Bonussystem für ukrainische Drohnenpiloten - jeder Treffer bringt Punkte
n-tv
Acht Punkte für einen verwundeten russischen Soldaten, 120-Punkte-Jackpot für einen lebenden russischen Soldaten. Kiews Drohneneinheiten bekommen Punkte, je mehr russische Soldaten sie ausschalten. Die Ukraine will damit die Kriegskosten für den Kreml in die Höhe treiben.
Acht Punkte für einen verwundeten russischen Soldaten, 120-Punkte-Jackpot für einen lebenden russischen Soldaten. Kiews Drohneneinheiten bekommen Punkte, je mehr russische Soldaten sie ausschalten. Die Ukraine will damit die Kriegskosten für den Kreml in die Höhe treiben.
Anfang dieses Jahres gibt Wolodymyr Selenskyj ein ambitioniertes Ziel aus: Pro Monat soll das ukrainische Militär 50.000 russische Soldaten ausschalten, so der ukrainische Präsident. Aufgabe seiner Armee sei es, die gegnerischen Truppen so stark zu dezimieren, dass "die russischen Verluste höher sind als das Auffüllvolumen, das sie monatlich in die Truppen schicken können".
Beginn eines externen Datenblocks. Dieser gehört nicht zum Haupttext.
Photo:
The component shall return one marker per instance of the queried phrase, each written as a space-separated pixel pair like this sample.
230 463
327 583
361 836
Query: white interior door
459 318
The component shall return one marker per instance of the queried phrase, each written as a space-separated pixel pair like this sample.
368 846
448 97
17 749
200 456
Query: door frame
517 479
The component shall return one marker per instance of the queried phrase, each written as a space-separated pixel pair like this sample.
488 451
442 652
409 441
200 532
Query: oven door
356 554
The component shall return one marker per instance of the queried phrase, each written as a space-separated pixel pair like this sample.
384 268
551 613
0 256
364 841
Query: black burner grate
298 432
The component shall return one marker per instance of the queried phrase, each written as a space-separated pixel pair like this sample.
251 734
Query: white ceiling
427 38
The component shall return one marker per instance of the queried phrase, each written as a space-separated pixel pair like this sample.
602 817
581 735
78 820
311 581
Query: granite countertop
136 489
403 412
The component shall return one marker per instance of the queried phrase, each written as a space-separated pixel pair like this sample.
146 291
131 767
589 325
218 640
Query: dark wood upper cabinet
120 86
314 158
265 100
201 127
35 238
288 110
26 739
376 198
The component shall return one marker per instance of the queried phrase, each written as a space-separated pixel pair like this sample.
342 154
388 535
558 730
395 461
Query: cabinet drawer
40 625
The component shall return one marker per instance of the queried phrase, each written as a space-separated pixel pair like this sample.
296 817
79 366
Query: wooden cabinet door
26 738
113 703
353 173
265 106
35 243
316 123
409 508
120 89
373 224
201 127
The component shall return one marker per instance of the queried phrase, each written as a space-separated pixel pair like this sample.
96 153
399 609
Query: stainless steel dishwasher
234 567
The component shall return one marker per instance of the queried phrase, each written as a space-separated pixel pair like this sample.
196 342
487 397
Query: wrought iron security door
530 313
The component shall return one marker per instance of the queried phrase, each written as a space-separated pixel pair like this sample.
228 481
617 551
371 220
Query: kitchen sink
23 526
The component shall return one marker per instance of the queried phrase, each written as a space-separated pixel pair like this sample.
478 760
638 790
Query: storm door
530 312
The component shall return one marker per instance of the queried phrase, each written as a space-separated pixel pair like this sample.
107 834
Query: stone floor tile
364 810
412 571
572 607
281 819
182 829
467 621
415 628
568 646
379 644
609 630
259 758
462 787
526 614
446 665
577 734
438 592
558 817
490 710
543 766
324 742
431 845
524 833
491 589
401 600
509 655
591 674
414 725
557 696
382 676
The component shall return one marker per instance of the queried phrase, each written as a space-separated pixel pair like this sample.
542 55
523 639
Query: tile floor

Russland schicke derzeit pro Monat etwa 35.000 bis 40.000 neue Soldaten an die Front, erklärt Oberst Markus Reisner vom Österreichischen Bundesheer im ntv-Interview. Die Ukraine will mehr Russen töten, als Kremlchef Wladimir Putin neu an die Front schickt. "Das ist eine realistische Aufgabe", meinte Selenskyj Ende Januar.
Damit das klappt, setzt das ukrainische Militär vor allem auf Drohnen - und hat damit Erfolg. Im Dezember seien erstmals mehr russische Soldaten ausgeschaltet, als neu an die Front geschickt wurden, hat der Kommandeur der ukrainischen Drohnenstreitkräfte kürzlich im Interview mit dem "Economist" gesagt. Demnach haben ukrainische Drohnen seit Beginn des Winters 8776 Soldaten mehr getötet oder außer Gefecht gesetzt, als Russland ersetzen konnte.
Mitte Januar hatten Kiews Truppen zudem erstmals die 50.000er-Marke gerissen. Der Ukraine war es zu dem Zeitpunkt gelungen, im 30-Tages-Schnitt 1650 russische Soldaten pro Tag auszuschalten. Danach sank der Wert jedoch deutlich. Auch wenn westliche Einschätzungen den Zahlen aus Kiew oft nahekommen, empfiehlt Reisner, bei den Truppenverlusten vorsichtig zu sein: "Man muss die Ergebnisse messen können. Das geht erst nach einer gewissen Zeit. Das heißt, wir müssten jetzt die Sommeroffensive abwarten. Fällt diese bei Weitem nicht so stark aus, könnte das darauf hindeuten, dass sich das Bonussystem 'Army of Drones' bezahlt macht."